The process is actually quite convoluted on Windows Server 2012 and 2012 R2 instances, where you can’t simply download and install .NET Framework 3.5. Instead, you need to deploy it as a feature after specifying an alternate location for the media, as this version of the .NET Framework is so old it’s not cached as part of the OS installation process.
One of the great things that Visual Studio 2013 and Visual Studio 2015 brought to the table was a successive set of performance optimizations over previous versions, making Visual Studio 2015 feel pretty snappy compared to Visual Studio 2010. With SSMS 2016, that means SQL Server users finally get some love and performance increases as well.
With SSMS 2014 and earlier, native scaling within Windows notoriously causes freakish outcomes when working with some modal and property windows. A double-buffering trick is available, which works fairly well, only it makes SSMS look noticeably fuzzy at many scalability levels. In my experience, this trick frequently results in weird issues with mouse-clicks commonly getting lost when switching back to SSMS from other applications and the likes. With SSMS 2016, however, all of these issues go away, and SSMS 2016 can be natively scaled and looks great at practically any resolution.
Taken by themselves, the three benefits listed above are probably going to be welcome news for lots of serious SSMS users. My hope, however, is that this these improvements will just be the tip of the iceberg.
By uncoupling SSMS from roughly two-year release cycles will not only hopefully result in semi-regular releases to address bugs and provide enhancements and optimizations, but also start adding in new features and capabilities as the developers working on SSMS will no longer be in a situation where they’re beholden to monolithic release schedules that de-incentivize the addition of new features and capabilities because they take so long to see the light of day and have to be built atop so much existing debt to start with.
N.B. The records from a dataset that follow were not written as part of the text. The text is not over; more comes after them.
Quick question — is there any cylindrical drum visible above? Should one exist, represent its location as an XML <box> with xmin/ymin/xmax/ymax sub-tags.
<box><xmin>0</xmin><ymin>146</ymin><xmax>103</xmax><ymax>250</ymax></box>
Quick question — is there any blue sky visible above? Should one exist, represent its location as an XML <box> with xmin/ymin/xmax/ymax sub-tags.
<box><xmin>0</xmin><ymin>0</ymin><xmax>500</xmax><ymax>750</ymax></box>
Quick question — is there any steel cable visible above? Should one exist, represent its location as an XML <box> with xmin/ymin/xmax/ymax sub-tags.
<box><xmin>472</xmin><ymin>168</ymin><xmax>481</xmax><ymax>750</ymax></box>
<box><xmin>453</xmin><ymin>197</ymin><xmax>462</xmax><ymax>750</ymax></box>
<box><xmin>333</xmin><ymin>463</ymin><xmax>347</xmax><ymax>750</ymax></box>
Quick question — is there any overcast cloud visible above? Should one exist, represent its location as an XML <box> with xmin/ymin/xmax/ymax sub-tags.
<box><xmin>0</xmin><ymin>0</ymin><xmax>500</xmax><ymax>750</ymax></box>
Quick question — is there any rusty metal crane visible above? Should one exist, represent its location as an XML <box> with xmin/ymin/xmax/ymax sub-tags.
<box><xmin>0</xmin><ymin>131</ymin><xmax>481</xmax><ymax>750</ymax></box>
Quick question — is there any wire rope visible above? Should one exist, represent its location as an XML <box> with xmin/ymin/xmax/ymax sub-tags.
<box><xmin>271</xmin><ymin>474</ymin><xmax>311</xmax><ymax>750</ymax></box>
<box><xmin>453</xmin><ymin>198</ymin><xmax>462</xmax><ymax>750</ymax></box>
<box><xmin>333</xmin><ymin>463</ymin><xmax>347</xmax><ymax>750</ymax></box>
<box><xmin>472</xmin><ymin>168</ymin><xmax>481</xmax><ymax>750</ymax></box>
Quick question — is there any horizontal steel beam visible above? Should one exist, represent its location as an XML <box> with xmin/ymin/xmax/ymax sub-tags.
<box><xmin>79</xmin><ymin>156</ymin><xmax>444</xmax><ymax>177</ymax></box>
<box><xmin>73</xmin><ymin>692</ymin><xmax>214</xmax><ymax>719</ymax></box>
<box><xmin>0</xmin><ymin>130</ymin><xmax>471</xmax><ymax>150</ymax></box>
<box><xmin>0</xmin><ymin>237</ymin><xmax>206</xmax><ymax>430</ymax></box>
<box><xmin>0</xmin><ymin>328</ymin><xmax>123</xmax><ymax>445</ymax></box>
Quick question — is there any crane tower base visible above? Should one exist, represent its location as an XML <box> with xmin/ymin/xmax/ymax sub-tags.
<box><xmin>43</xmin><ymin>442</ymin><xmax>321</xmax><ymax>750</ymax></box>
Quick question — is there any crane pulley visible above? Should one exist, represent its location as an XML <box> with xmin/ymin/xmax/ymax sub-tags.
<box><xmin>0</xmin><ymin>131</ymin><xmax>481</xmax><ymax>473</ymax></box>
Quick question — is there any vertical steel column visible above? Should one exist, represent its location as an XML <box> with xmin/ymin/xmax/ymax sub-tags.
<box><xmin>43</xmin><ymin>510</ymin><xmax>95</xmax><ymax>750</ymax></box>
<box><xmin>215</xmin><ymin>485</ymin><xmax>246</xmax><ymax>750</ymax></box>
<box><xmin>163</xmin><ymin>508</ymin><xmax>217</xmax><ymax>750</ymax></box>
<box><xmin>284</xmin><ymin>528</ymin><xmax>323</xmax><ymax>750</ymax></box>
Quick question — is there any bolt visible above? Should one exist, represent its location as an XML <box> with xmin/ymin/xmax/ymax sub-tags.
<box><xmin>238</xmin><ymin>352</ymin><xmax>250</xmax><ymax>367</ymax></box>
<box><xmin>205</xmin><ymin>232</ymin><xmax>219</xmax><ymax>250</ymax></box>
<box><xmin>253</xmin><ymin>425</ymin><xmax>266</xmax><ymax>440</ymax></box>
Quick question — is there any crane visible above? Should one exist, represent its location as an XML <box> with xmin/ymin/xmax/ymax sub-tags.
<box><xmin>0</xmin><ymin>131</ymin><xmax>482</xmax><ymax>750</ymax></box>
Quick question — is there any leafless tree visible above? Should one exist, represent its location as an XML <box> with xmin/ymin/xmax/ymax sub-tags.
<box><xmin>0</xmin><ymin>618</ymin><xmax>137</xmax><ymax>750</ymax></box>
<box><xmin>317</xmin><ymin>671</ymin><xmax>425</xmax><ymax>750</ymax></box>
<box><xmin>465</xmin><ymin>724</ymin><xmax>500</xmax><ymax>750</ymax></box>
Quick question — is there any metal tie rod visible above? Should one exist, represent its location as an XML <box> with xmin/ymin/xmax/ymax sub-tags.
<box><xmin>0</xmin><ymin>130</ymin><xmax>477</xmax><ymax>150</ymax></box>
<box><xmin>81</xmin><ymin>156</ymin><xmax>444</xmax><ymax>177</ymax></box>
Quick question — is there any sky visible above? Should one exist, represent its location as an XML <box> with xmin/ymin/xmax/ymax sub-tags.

Of course, although it might seem optimistic to hope that end users could see more features, improvements, and bug fixes in the future because Microsoft has decoupled SSMS development from the SQL Server engine itself, the reality is that the SQL Server Management team is already posturing that this is going to be the case.
As an example, Microsoft recently opened a Trello board to seek input for new features and improvements from end users. Sadly, the SQL Server team has accrued some less-than-stellar history responding to customer needs in the past, so it will take a bit of time to see how well the SSMS team is able to execute on what appears to be some very real zeal and openness with customers. In looking at the changes that SSMS 2016 already brings and in thinking about what changes we might see, however, I’m more hopeful about the future of SSMS than I have ever been.